Let's review the steps necessary to make this work:

1. Make sure that your Network Interface Card (NIC) is properly installed and has all it's drivers loaded. Check in Device Manager for any associated errors for the NIC.

2. Make sure the computers have are on the same subnet, i.e. 192.168.2.x with a subnet mask of 255.255.255.0. If the first three octets are not identical with that subnet mask, the computers will be unable to communicate. If the subnet masks are different for computers in the network, they will not be able to communicate.

3. Make sure you have the same workgroup name for all computers.

4. Make sure you have the Gateway, and DNS IP addresses if you're sharing Internet access.

5. Make sure you can ping the other computer's IP address by IP address and by name.

6. Make sure that any firewall is configured to allow access by other computers on your subnet. You may want to disable the firewall to test if it's causing the problem with sharing. Don't forget the XP firewall in TCP/IP properties.

7. Make sure there is an account on any 2k or XP machine that matches the login name on the client computer connecting to the shared resource on the 2K or XP machine.

8. Make sure that NETBIOS over TCP/IP is enabled in TCP/IP Advanced Properties.

9. Insure that you have shared the drive or folder you want to view from the remote machine. Right click on the resource and select Sharing.

You need a CAT5 crossover cable to connect the two machines if the NIC's are not auto-sensing, if they are, any cable should work.


----------



## CoasterFreak

what exactly is a subnet? I see a spot for subnet mask but not for just subnet


----------



## jtatsud

Quick clarification:

To be on the same subnet, computers need to have the same subnet mask. So you need to make sure that all your computers have the same subnet mask so they can more easily communicate.

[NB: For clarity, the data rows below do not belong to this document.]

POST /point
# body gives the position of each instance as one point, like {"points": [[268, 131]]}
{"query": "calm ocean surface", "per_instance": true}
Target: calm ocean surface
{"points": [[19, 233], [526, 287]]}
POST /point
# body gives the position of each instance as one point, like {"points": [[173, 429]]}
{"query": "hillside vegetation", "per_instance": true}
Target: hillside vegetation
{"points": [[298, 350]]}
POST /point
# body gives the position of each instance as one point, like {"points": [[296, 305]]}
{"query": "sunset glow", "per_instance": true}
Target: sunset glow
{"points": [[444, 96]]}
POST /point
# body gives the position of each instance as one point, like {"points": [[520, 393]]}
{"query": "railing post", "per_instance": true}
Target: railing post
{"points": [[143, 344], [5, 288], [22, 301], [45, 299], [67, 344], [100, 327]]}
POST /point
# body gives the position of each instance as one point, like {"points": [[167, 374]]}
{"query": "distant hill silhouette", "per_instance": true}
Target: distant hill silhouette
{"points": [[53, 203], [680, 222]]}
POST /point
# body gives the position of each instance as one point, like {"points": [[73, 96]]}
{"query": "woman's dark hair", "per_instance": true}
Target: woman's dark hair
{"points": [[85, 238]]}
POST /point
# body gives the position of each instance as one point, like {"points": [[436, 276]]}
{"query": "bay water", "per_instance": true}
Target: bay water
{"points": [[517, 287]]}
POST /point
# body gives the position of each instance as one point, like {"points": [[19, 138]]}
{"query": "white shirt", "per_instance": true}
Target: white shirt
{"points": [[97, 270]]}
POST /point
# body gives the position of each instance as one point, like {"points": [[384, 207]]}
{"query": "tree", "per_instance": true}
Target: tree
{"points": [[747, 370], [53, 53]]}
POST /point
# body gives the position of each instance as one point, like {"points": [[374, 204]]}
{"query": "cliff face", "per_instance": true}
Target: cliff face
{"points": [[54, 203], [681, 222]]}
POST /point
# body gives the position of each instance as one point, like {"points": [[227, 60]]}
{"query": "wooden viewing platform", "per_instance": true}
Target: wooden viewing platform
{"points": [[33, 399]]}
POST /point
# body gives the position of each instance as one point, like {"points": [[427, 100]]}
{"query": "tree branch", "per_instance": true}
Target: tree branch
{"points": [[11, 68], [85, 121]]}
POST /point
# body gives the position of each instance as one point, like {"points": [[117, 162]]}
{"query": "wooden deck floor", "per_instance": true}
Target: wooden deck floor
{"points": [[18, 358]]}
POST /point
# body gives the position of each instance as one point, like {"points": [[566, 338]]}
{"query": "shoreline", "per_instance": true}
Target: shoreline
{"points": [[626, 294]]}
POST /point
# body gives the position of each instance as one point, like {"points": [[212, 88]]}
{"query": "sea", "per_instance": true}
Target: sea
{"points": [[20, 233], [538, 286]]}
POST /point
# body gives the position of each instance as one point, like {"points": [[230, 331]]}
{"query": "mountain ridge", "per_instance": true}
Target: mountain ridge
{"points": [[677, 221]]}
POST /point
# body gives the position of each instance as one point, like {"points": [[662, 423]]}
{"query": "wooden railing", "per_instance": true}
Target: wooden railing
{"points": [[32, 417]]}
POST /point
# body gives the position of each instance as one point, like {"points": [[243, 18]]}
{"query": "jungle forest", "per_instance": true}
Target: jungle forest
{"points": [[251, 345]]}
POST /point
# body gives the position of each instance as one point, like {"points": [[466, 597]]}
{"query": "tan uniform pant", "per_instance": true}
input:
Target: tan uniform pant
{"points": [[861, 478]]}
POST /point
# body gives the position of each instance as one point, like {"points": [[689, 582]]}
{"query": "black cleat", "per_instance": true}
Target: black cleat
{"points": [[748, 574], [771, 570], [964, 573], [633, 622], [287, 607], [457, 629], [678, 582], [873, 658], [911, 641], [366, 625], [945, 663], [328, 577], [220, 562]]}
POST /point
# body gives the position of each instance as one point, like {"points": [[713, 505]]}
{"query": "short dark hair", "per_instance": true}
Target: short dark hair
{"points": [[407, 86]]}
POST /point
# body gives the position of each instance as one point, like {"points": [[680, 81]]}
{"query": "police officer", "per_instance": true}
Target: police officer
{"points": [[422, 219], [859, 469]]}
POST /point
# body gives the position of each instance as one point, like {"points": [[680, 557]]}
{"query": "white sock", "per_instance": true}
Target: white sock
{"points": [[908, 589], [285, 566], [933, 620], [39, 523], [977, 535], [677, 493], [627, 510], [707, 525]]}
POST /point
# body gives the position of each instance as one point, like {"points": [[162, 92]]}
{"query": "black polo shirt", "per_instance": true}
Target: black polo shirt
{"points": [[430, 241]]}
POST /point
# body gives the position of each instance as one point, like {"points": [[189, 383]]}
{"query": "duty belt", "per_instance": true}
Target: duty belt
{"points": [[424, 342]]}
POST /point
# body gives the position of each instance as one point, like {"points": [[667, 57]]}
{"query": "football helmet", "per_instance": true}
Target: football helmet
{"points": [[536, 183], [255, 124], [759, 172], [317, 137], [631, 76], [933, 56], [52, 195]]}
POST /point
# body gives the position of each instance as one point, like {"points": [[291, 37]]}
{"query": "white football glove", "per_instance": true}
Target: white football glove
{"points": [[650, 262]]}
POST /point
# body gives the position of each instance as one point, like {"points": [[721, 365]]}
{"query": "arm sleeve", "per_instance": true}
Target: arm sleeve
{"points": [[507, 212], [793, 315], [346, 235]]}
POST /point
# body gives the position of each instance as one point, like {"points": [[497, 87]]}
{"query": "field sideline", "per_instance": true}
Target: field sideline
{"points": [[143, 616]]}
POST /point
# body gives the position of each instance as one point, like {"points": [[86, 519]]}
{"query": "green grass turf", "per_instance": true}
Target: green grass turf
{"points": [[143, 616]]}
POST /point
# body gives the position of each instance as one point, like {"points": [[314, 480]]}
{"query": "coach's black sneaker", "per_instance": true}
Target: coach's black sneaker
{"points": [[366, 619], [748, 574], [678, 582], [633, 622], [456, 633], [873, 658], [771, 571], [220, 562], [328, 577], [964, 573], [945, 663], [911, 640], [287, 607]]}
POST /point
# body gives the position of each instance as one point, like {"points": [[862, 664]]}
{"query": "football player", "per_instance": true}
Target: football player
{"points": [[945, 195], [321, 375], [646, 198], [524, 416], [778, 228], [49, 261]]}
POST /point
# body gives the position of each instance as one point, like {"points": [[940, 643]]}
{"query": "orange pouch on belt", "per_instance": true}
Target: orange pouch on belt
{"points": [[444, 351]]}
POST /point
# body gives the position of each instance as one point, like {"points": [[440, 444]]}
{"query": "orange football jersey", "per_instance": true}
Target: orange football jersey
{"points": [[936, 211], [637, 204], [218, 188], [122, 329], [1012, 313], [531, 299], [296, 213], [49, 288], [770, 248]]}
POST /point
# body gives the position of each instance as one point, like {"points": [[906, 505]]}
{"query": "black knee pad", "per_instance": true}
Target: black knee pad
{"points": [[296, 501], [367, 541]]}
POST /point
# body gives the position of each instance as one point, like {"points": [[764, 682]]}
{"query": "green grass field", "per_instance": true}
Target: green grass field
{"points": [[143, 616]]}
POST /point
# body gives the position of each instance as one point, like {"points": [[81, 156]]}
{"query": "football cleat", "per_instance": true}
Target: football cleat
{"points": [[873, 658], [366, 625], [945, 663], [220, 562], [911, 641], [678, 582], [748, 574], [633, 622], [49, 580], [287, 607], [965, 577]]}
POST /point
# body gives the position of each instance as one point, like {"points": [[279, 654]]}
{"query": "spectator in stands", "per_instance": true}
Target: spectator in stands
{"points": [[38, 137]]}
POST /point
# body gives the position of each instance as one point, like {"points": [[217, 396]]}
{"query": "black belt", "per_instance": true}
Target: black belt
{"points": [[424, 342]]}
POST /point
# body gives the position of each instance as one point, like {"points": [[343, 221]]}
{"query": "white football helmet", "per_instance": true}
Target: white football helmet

More detailed (and complex) explanation:

A subnet mask of 255.255.255.0 means that all the numbers in the first 3 "fields" of the IP address must be the same. 

Thus, using the subnet mask of 255.255.255.0, the IP addresses of 192.168.0.1 and 192.168.0.100 are in the same subnet.

Using the same subnet mask, the IP addresses of 192.168.0.1 and 192.168.11.100 are NOT in the same subnet.

It's even more complicated than this, but these are the basics.

Hope I didn't confuse you too much!


----------



## CoasterFreak

thanx, i was lost but now am found...lol


----------



## CoasterFreak

thank you all who helped me. i successfully set up the crossover cable and am sucessfully sharing files


----------



## bassetman

Glad you got it worked out!


----------



## JohnWill

:up:


----------



## bassetman

Hey JohnWill, I wondered what happened with that MVP thing.
Congratulations!  :up:


----------



## JohnWill

Thanks, it was somewhat of a surprise. However, I'm not complaining.


----------



## bassetman

Apparently thugedout has deleted a message he left here


----------



## CoasterFreak

i figured this wasnt worth starting a new thread so i'll dust off this thread (lol) and ask my question, now that I've got them set up, how can I share an internet connection, a friend of mine is bringing his desktop over so I can work on it. I want my desktop to give his desktop an internet connection. Thanx.


----------



## JohnWill

Well, you can use ICS (Internet Connection Sharing), but it's frequently the source of ulcers getting it all sorted out! 

What kind of Internet connection do you have? If you have broadband, there are frequently rebate deals for broadband routers for $10 and up, that's the easy way to share an Internet connection.

I truthfully don't screw around with ICS, it's just too flaky for my tastes.


----------



## CoasterFreak

o, thanx


----------